1957. Hutchinson shivered despite the roaring
fire. He sat in the stiff backed
armchair he’d dragged closer to the licking flames in the hearth and
shivered. His tea sat on the incidental
table to his right, the spoon still flecked with tiny grains of sugar that hadn’t
dissolved. It was too was stone cold.
That feeling of gnawing
dread had been with him for over a week.
He’d been unable to shake it, like it would be with him until his
deathbed. He should have just ignored
it, stayed inside with Meg and the dinner, but how is one supposed to react
when it sounds like the world is collapsing.
During the war he’d
been in intelligence, a backroom boy. He’d
not been bloodied by field work and so nothing had prepared him for what he saw
that evening. With the sound of steel
bending, a creaking groan that wrapped itself around his brain, in the air Hutchinson
had walked out of the house and up the hill to the railway bridge. It was foggy, a deep densely damp fog that
made your lungs wet. His breath came in
soggy splurges. In the distance there
was shouting and the flickering of lamp lights down on the tracks.
The fog shifted, just
for a moment, as though it had yawned, and through the gap he saw the crumpled
train mess; the split tender, the burning carriage. Shapes seemed to have been thrown clear,
split out of the carriage and scattered across the sleepers. Quickening his pace he caught up with another
man heading down to the railway. It was
that chap Chadwick he’d met in the pub a couple of times saying something about
going to help.
As he
got closer the carnage became less clear not more.
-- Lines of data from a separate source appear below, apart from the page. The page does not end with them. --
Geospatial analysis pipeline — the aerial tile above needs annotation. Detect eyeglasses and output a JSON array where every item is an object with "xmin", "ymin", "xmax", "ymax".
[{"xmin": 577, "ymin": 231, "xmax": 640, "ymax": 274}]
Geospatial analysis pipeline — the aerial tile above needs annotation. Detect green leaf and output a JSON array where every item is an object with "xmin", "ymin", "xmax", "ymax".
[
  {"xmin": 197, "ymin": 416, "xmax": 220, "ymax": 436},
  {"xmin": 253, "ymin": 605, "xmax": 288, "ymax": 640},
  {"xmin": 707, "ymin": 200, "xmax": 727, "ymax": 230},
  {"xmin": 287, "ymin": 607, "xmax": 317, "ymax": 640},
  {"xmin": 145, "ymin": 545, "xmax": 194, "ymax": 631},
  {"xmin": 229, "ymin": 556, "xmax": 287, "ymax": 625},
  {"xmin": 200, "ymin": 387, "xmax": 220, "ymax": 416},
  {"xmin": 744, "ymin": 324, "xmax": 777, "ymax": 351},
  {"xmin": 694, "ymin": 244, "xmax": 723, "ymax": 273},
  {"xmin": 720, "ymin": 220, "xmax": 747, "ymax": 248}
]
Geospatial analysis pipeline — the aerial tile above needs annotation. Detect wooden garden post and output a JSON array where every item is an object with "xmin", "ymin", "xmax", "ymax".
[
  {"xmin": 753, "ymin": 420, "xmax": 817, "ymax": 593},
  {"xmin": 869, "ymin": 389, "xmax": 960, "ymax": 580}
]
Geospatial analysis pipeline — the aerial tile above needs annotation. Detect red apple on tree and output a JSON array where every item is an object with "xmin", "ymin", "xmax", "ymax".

The shapes on the ground looked as though they
should have been people, but they were incomplete; twisted at impossible
angles. The train was not just one
train, but two. A steam engine spun from
the track, an electric unit in front compacted too small. The steam locomotive lay amongst the wreckage
of the pillars that supported bridge for the other line into Lewisham. The aching steel creased moan continued in a
soaring crescendo, rising and dipping again, soaring and then stretching out
into silence coupled with the regular chugging of the train coming towards
it. Finally, the bridge collapsed,
tearing itself down on top of the stumbling survivors and the groaning was
replaced by the screaming of brakes as the train above careered towards the
open maw and all Hutchinson could do was stare.
Hutchinson’s shiver
bought him back to his parlour and the fire.
He looked into the flames and wished he’d never gone outside. He wanted life to wash away the memory of the
unmoving bodies and worse those that had writhed in agony. He wanted to forget the dark red stains on
his hands. He wanted the wind to blow
away the musty smell of death that still hung around his house. He wanted to not see the train heading straight
for the drop every time he closed his eyes.
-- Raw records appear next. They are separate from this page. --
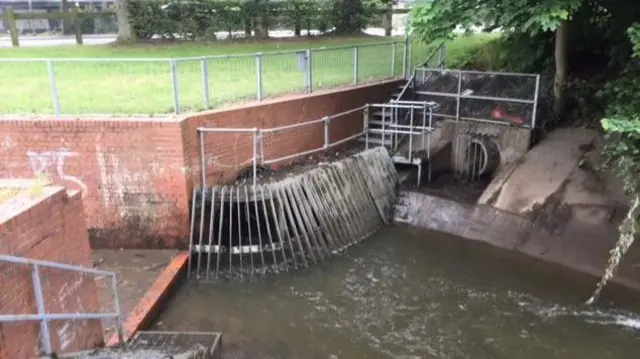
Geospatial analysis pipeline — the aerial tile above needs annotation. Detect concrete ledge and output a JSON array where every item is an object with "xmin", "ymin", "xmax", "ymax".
[
  {"xmin": 394, "ymin": 192, "xmax": 640, "ymax": 304},
  {"xmin": 107, "ymin": 252, "xmax": 189, "ymax": 347}
]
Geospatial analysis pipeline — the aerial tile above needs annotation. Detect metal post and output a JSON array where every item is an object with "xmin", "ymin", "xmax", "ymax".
[
  {"xmin": 251, "ymin": 127, "xmax": 260, "ymax": 187},
  {"xmin": 402, "ymin": 34, "xmax": 410, "ymax": 79},
  {"xmin": 47, "ymin": 60, "xmax": 61, "ymax": 116},
  {"xmin": 362, "ymin": 104, "xmax": 369, "ymax": 150},
  {"xmin": 531, "ymin": 75, "xmax": 540, "ymax": 128},
  {"xmin": 198, "ymin": 131, "xmax": 207, "ymax": 189},
  {"xmin": 111, "ymin": 274, "xmax": 125, "ymax": 345},
  {"xmin": 456, "ymin": 71, "xmax": 462, "ymax": 121},
  {"xmin": 256, "ymin": 53, "xmax": 263, "ymax": 101},
  {"xmin": 306, "ymin": 49, "xmax": 313, "ymax": 93},
  {"xmin": 353, "ymin": 46, "xmax": 359, "ymax": 85},
  {"xmin": 169, "ymin": 59, "xmax": 180, "ymax": 113},
  {"xmin": 407, "ymin": 41, "xmax": 413, "ymax": 72},
  {"xmin": 322, "ymin": 117, "xmax": 331, "ymax": 149},
  {"xmin": 391, "ymin": 41, "xmax": 396, "ymax": 78},
  {"xmin": 200, "ymin": 57, "xmax": 211, "ymax": 110},
  {"xmin": 31, "ymin": 264, "xmax": 53, "ymax": 355}
]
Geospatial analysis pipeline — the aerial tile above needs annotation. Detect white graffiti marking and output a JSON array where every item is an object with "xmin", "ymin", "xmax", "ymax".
[{"xmin": 27, "ymin": 140, "xmax": 87, "ymax": 197}]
He’d never felt so helpless, he’d never felt so cold.
My Dad said that the crack might be something, it might be
nothing, but given that work was being undertaken on the railway bridge not a
hundred metres away it needed looking at.
He suggested I return and take more pictures.
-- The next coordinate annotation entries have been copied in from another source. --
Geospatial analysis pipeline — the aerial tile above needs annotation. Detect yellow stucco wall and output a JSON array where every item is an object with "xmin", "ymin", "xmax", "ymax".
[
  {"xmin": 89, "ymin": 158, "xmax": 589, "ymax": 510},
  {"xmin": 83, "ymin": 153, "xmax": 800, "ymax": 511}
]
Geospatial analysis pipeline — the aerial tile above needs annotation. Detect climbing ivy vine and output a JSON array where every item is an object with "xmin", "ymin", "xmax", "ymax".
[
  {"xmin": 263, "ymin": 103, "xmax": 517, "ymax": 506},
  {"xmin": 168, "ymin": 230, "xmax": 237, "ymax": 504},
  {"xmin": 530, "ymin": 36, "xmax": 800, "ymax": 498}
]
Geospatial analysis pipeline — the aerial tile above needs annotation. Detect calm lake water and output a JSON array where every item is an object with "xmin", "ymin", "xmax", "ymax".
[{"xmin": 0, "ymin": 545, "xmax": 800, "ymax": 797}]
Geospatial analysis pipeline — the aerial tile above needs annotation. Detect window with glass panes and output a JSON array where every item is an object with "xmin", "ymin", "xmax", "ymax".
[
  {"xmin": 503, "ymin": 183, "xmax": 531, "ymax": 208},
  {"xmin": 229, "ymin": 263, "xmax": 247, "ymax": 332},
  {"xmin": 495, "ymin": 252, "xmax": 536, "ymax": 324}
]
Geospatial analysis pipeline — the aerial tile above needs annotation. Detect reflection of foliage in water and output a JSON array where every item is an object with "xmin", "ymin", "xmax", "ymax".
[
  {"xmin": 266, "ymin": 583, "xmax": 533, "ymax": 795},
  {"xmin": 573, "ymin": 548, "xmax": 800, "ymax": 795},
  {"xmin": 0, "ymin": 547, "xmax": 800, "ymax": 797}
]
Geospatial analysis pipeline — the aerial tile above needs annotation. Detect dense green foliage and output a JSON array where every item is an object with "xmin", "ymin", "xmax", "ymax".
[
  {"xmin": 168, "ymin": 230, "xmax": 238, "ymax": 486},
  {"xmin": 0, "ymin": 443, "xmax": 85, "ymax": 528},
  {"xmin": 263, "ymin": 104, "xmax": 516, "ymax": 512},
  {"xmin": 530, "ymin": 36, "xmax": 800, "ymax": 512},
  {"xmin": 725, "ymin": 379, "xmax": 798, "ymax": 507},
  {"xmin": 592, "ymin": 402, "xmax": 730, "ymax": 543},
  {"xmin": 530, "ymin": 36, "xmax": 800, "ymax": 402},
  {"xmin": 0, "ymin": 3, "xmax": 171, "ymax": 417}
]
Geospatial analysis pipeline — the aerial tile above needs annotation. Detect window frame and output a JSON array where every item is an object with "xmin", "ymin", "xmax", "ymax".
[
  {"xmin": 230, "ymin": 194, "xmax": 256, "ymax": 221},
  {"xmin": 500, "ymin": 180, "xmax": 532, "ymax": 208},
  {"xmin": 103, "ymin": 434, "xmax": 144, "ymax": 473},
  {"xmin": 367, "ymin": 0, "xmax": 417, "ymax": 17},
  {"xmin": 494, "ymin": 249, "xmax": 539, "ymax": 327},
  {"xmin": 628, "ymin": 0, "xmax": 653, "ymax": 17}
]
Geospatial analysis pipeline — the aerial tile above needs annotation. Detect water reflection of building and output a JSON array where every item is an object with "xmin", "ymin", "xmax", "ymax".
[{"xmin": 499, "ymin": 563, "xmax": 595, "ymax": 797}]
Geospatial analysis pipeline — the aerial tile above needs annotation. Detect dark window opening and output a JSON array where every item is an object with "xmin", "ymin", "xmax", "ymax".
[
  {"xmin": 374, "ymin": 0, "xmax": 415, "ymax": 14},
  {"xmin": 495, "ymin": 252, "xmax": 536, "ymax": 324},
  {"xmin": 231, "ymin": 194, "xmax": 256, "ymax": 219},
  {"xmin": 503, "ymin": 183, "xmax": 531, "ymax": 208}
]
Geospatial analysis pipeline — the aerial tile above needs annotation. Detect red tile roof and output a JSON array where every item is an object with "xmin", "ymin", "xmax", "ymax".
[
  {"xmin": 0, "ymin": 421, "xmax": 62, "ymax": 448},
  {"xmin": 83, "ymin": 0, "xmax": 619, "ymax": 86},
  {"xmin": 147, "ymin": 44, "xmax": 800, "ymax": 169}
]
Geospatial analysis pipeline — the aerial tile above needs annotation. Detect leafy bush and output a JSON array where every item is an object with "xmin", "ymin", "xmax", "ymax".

The agents weren’t so keen even when I told them why. ‘It’s nothing, just the plaster.’
‘It’s on the exterior of the building.’
‘The vendor hasn’t informed us of any structural
problems. It wouldn’t be in his interest
to cover it up,’ he said offering far too many reasons at once to be
believable. ‘My boss lives around the
corner and he hasn’t suffered any subsidence.’
‘This isn’t a negotiating position. If there’s a problem, I can’t afford to fix
it so I’ll be out. If it’s nothing, I’m
interested in making an offer. I just
want to take some more photos and get an indicative opinion.’
‘You want to see it again?
No-one sees anywhere more than once these days.’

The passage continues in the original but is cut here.